4 thoughts on “Addressing legitimate counterarguments in a scientific review: The challenge of being an insider

  1. 1. Almost always regular articles contain literature reviews, however brief. The challenge applies to these as well. Thus it comes up often.
    2. One way to handle the challenge: when self-citing, write, e.g., “Gelman shows such & such.” When citing somebody else, write, e.g., “Huberman reports such and such.” When arguing with somebody else replace “reports” with “claims.”

    • Gur:

      Another complexity is that there are multiple publication outlets, and things are set up so it’s not so easy for different articles to respond to each other.

      In this case, there were four major articles:

      Pronyk et al. (2012)–this was the one that led things off, that had to be retracted because it misrepresented the results.

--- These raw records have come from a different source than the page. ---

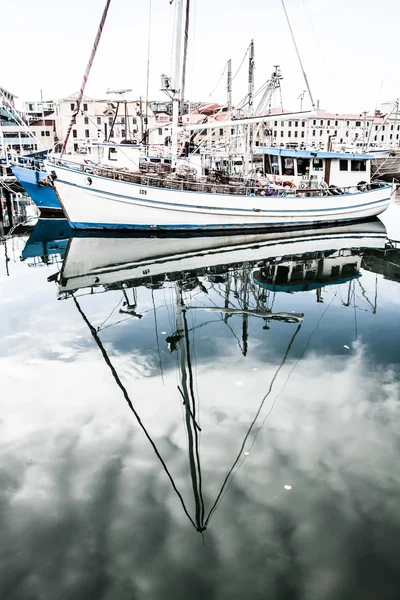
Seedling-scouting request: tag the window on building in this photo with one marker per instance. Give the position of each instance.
(358, 165)
(303, 166)
(287, 166)
(318, 164)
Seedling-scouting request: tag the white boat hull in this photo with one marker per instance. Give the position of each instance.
(94, 202)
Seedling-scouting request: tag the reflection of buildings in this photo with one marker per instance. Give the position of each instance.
(216, 275)
(384, 262)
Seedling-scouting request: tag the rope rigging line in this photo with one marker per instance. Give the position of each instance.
(86, 74)
(132, 408)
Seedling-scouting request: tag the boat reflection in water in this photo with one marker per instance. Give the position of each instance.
(238, 278)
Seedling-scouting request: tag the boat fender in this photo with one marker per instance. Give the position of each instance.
(362, 186)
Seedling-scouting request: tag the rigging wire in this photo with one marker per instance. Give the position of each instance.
(147, 79)
(315, 36)
(157, 340)
(219, 80)
(132, 408)
(225, 482)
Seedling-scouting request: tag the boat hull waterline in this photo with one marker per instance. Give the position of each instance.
(43, 196)
(95, 202)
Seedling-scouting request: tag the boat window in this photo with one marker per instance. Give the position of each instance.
(303, 166)
(358, 165)
(268, 164)
(112, 154)
(335, 271)
(318, 164)
(288, 166)
(349, 269)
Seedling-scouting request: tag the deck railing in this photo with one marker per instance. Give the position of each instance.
(237, 187)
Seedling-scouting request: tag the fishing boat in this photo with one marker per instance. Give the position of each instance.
(176, 199)
(31, 174)
(47, 241)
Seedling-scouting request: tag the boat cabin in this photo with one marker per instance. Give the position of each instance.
(304, 166)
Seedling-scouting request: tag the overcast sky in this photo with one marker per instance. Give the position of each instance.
(349, 47)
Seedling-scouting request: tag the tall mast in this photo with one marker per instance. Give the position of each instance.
(176, 84)
(229, 102)
(250, 94)
(298, 56)
(86, 74)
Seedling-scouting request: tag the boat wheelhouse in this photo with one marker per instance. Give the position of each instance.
(315, 168)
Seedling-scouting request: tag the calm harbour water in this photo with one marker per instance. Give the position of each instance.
(204, 425)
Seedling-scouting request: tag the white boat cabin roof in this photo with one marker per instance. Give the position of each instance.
(293, 153)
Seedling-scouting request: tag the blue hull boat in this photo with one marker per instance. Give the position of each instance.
(49, 237)
(43, 196)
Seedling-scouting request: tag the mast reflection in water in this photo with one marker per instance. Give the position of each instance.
(242, 388)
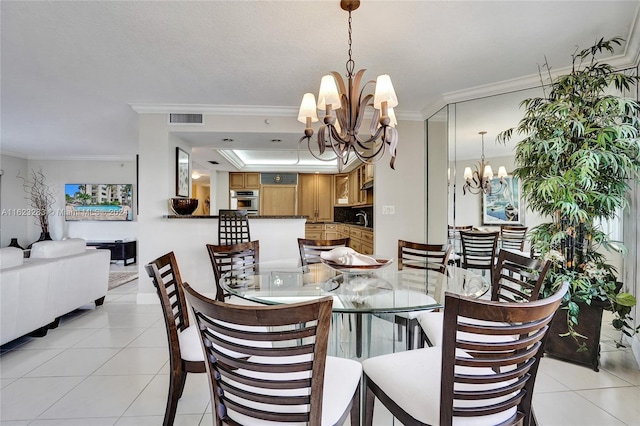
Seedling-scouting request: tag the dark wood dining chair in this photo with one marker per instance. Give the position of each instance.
(479, 250)
(236, 260)
(289, 380)
(418, 256)
(454, 240)
(516, 278)
(513, 237)
(483, 374)
(233, 227)
(185, 352)
(310, 250)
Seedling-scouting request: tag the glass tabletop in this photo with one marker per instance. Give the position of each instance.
(383, 290)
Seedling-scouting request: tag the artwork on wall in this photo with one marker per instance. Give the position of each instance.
(98, 202)
(182, 173)
(503, 207)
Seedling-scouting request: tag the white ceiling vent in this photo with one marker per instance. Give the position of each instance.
(186, 119)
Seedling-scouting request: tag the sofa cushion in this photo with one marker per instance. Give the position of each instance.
(10, 257)
(53, 249)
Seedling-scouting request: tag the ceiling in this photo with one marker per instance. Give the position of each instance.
(71, 71)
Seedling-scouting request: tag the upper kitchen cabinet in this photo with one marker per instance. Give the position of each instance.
(315, 197)
(357, 195)
(368, 173)
(278, 200)
(341, 189)
(238, 180)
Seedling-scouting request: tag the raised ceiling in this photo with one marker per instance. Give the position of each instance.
(72, 70)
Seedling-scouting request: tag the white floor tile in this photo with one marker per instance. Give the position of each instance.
(62, 338)
(99, 396)
(623, 403)
(577, 377)
(74, 362)
(19, 362)
(110, 338)
(109, 366)
(95, 421)
(570, 409)
(135, 361)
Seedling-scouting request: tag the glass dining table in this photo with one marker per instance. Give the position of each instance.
(362, 296)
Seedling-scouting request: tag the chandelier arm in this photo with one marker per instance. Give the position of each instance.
(309, 140)
(360, 109)
(340, 81)
(355, 105)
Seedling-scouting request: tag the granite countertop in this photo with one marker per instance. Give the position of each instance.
(175, 216)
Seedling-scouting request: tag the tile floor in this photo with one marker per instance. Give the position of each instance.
(109, 366)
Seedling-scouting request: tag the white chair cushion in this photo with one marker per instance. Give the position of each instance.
(342, 377)
(53, 249)
(10, 257)
(412, 380)
(190, 346)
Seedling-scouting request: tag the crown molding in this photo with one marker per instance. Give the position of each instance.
(82, 158)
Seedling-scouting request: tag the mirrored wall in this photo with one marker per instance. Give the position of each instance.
(454, 143)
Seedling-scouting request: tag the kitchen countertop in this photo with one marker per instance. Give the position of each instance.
(175, 216)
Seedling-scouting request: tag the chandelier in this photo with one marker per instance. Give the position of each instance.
(479, 180)
(344, 106)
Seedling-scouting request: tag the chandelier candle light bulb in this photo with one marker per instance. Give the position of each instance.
(344, 106)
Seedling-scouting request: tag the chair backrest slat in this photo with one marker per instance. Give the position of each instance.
(236, 260)
(490, 357)
(423, 256)
(513, 237)
(281, 382)
(518, 278)
(479, 249)
(233, 227)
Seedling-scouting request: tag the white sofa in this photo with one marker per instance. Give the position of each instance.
(59, 277)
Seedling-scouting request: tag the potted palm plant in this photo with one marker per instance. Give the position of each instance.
(41, 198)
(581, 148)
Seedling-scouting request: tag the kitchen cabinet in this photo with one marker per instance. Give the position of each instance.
(278, 200)
(314, 231)
(248, 180)
(315, 197)
(361, 239)
(368, 173)
(341, 189)
(321, 231)
(356, 180)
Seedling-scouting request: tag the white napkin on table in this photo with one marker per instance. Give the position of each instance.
(347, 256)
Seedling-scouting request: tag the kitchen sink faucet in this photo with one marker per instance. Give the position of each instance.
(364, 217)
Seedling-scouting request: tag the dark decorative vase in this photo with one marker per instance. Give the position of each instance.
(44, 236)
(14, 243)
(566, 348)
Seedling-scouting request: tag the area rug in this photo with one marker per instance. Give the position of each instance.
(117, 278)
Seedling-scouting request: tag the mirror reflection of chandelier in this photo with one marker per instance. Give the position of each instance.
(344, 106)
(479, 180)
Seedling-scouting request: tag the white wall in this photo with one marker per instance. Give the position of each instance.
(13, 205)
(402, 188)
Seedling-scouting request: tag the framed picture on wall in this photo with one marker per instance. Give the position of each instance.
(182, 173)
(504, 206)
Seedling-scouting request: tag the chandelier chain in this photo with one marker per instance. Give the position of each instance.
(350, 63)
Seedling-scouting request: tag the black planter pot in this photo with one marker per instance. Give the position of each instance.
(566, 348)
(14, 243)
(44, 236)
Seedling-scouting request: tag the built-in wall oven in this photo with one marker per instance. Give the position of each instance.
(247, 199)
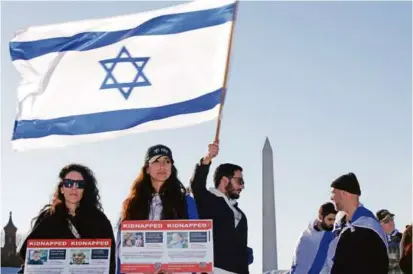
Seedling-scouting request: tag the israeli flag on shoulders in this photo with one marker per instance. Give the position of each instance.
(91, 80)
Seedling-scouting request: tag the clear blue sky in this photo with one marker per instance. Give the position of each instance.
(329, 83)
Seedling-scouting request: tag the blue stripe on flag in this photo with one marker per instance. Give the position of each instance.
(161, 25)
(112, 120)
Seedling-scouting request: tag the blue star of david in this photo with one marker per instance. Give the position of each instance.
(139, 80)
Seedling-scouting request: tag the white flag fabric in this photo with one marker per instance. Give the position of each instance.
(90, 80)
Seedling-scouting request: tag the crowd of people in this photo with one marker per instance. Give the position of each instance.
(348, 238)
(359, 242)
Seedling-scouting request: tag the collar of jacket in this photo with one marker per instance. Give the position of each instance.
(230, 203)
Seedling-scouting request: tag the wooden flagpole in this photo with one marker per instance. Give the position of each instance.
(224, 86)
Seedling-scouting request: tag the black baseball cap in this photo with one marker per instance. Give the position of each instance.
(383, 213)
(157, 151)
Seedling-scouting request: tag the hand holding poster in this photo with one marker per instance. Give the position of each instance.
(68, 256)
(176, 246)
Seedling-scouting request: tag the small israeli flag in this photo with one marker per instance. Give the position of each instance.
(90, 80)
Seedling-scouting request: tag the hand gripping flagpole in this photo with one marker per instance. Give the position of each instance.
(224, 86)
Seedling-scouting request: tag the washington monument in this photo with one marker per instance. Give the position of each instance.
(269, 234)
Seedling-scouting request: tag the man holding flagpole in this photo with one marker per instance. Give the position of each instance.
(230, 227)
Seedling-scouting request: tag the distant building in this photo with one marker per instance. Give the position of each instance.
(9, 255)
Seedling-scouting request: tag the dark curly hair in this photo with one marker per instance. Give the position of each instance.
(90, 200)
(172, 193)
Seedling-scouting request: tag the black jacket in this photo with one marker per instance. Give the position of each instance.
(230, 242)
(361, 251)
(91, 225)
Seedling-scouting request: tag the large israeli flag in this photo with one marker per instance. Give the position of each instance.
(98, 79)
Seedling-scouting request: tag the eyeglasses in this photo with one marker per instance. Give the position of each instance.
(387, 220)
(68, 183)
(239, 180)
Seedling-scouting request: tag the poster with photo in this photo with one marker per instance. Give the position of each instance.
(68, 256)
(177, 246)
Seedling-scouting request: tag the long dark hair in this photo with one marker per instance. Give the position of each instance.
(172, 193)
(89, 202)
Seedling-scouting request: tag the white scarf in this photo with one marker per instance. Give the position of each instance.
(230, 203)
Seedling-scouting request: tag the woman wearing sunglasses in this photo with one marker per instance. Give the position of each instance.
(157, 193)
(75, 212)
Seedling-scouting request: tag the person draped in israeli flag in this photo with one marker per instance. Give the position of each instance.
(98, 79)
(360, 244)
(311, 251)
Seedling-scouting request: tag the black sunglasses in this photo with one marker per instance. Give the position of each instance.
(239, 180)
(68, 183)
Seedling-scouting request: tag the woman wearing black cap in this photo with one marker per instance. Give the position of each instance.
(157, 193)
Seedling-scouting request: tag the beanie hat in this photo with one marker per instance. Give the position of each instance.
(326, 209)
(347, 182)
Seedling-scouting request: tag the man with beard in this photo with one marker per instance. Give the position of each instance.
(311, 251)
(219, 204)
(360, 244)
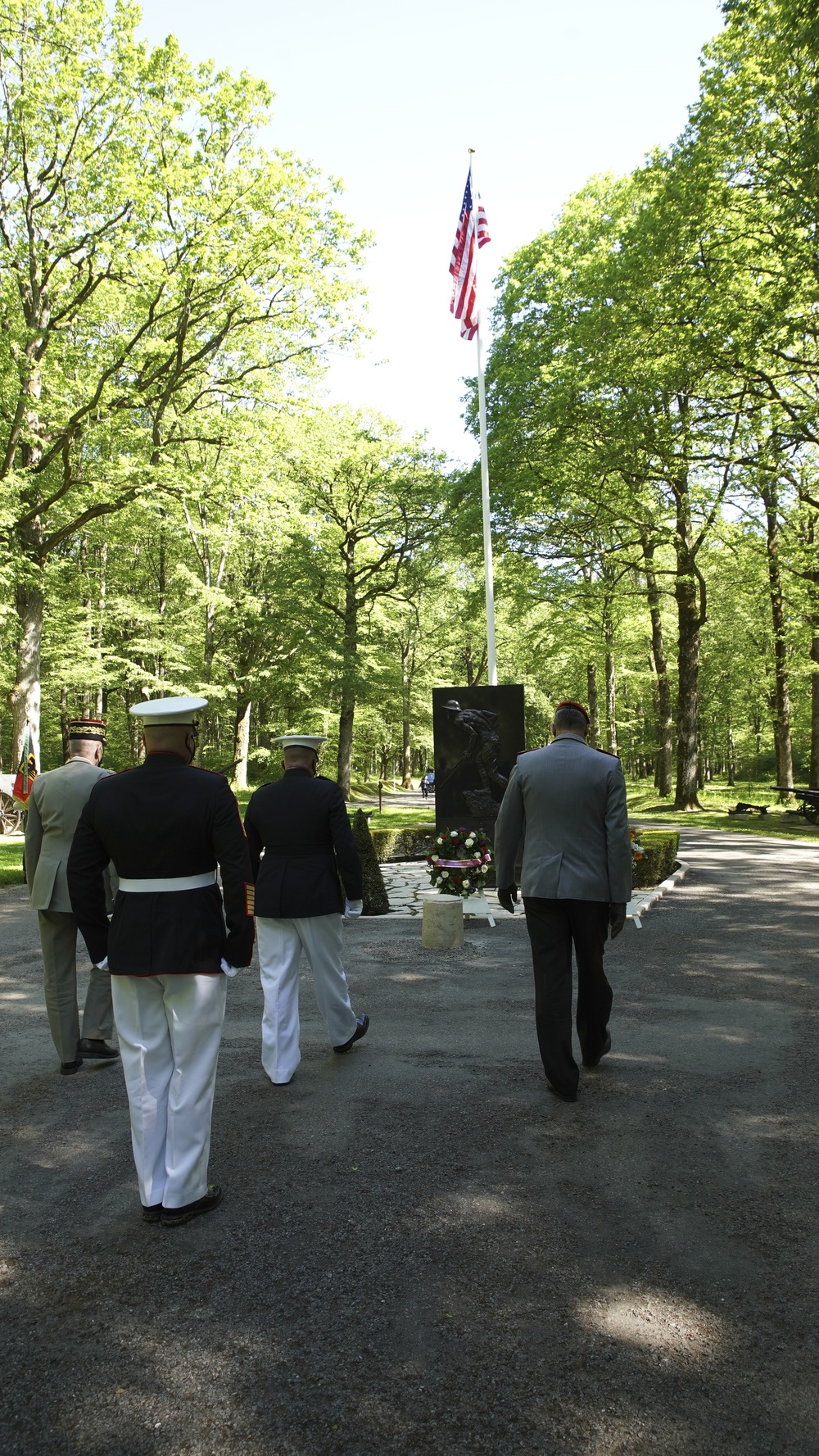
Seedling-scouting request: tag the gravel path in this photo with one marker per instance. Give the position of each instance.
(419, 1250)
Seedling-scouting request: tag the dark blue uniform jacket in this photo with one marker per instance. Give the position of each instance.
(303, 828)
(163, 820)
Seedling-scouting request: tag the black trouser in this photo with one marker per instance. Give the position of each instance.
(553, 925)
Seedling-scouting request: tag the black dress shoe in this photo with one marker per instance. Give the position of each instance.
(605, 1049)
(361, 1024)
(172, 1218)
(99, 1050)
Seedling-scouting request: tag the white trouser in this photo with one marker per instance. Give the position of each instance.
(281, 944)
(169, 1032)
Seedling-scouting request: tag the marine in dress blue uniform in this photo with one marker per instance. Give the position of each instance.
(174, 935)
(303, 850)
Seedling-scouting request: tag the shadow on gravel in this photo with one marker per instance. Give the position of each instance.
(419, 1251)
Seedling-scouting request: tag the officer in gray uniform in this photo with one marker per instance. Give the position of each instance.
(568, 804)
(54, 809)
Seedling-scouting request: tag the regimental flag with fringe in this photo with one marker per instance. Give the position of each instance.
(26, 772)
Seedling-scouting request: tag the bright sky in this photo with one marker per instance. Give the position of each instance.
(390, 97)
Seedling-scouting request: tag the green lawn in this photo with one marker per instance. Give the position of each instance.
(716, 800)
(11, 862)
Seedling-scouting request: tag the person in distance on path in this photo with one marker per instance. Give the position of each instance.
(300, 843)
(166, 826)
(56, 803)
(568, 804)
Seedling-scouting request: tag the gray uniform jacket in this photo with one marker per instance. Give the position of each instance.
(56, 804)
(568, 804)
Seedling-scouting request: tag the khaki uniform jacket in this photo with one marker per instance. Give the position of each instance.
(56, 804)
(568, 804)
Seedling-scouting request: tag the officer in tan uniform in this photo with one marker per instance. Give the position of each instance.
(54, 809)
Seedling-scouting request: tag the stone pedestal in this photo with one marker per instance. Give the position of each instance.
(442, 925)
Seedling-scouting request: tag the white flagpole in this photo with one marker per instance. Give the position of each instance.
(489, 575)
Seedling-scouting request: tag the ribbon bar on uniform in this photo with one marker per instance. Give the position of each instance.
(152, 887)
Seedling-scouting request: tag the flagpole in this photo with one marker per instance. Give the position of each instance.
(487, 568)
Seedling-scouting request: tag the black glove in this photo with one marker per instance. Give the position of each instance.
(508, 897)
(616, 919)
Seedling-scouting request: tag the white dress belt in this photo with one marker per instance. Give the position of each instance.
(150, 887)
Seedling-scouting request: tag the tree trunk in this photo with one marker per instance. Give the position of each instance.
(406, 755)
(610, 678)
(24, 699)
(610, 705)
(346, 714)
(689, 696)
(815, 717)
(101, 693)
(781, 691)
(665, 714)
(242, 743)
(65, 723)
(592, 695)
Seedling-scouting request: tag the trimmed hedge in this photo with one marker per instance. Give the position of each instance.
(402, 843)
(659, 856)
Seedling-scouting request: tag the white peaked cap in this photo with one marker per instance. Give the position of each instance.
(161, 711)
(301, 740)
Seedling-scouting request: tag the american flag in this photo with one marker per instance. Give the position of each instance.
(463, 265)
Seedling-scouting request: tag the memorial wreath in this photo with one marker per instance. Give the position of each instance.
(460, 861)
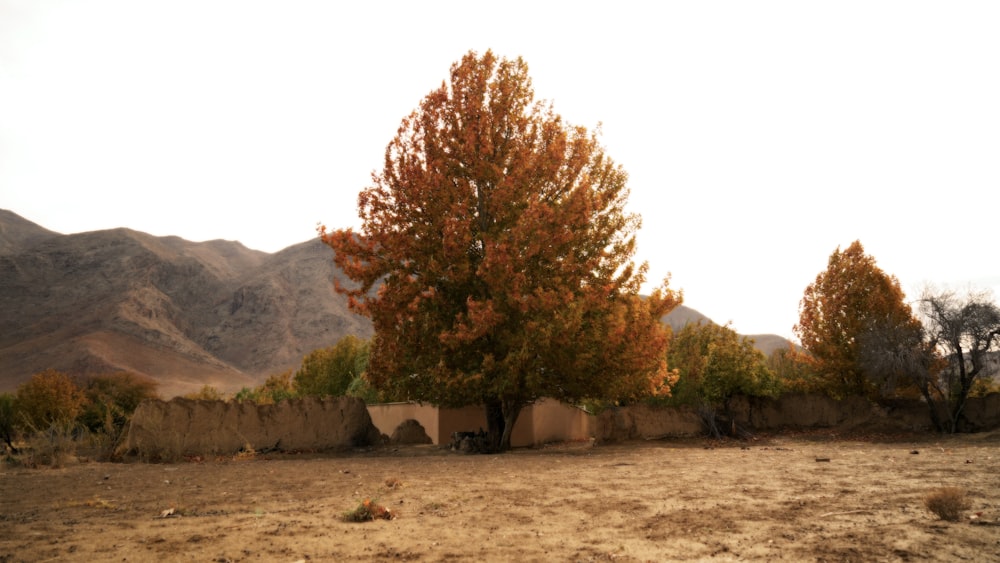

      Mitchell et al. (2018)–this article, which included me as a coauthor, was a kind of re-do of Pronyk et al., in that both articles were written by people connected to the Millennium Villages Project. But neither Mitchell nor I had been involved in the bad Pronyk et al. study.

      Masset et al. (2020)–these people were pretty harsh on the Millennium Villages Project, which is fine, but I don’t think they did any kind of serious attempt to reconcile their findings with those of Mitchell et al. (2018).

      Gelman et al. (2023)–this was the paper that I wrote (with the collaboration of Mitchell, Sachs, and Sachs) to attempt to reconcile Mitchell et al. (2018) and Masset et al. (2020), as discussed in the above post.

      Now, here’s the point. Those four articles were published in four different journals. It’s hard to get an article published, so you publish it where you can. The trouble is that it’s hard to move forward. There’s no point in talking any more about Pronyk et al. (2012), except as a cautionary tale about conflicts of interest, but the other three papers have valuable things to say. If, for example, Masset et al. wanted to follow up on our 2023 paper, they could, but they’d need to find yet another journal to publish their response.

      And now, for the punch line, the number of citations of each of these papers in Google scholar:

      Pronyk et al. (2012): 113 citations

      Mitchell et al. (2018): 58 citations

      Masset et al. (2020): 16 citations

      Gelman et al. (2023): 1 citation

      So . . . the only unambiguously bad paper in the bunch gets more citations than all the others put together. And our reconciliation, which in some ways should be the last word (so far) on the topic has only 1 citation. You can see why Masset et al. might not want to waste any time responding to it. Indeed, looking at these counts makes me wonder, first why I spent so many hours writing and revising that eventually-published-in-2023 paper, and, second, why Shira Mitchell and the rest of us spent several years on the evaluation study leading to our 2018 paper. Success is not measured in citations; still, it’s dispiriting to see such a small impact. In retrospect, maybe we should’ve figured out how to get our paper published in a medical journal. That’s how you get those big citation numbers, and maybe actual policy influence?

  2. This interests me because I nearly always write and submit as an outsider and am reviewed by insiders. Predictably, the insiders describe my contribution as uninformed and therefore misguided, as if the only reason I don’t share their perspective is that I lack the background. Of course, my reading of the prior literature sometimes omits important stuff, but that’s generally not the reason I take the positions I do.

    Stepping outside my frustration, I try to imagine what a journal editor should do. The obvious solution would be to pull together a mixed team of reviewers, including both insiders and outsiders. The problem I think an editor would have, however, is figuring out which outsiders are qualified to do this. Also, non-insiders are much more likely to refuse the assignment. So there may be no practical solution. If so, this is another argument for lighter vetting prepub and much heavier evaluation postpub.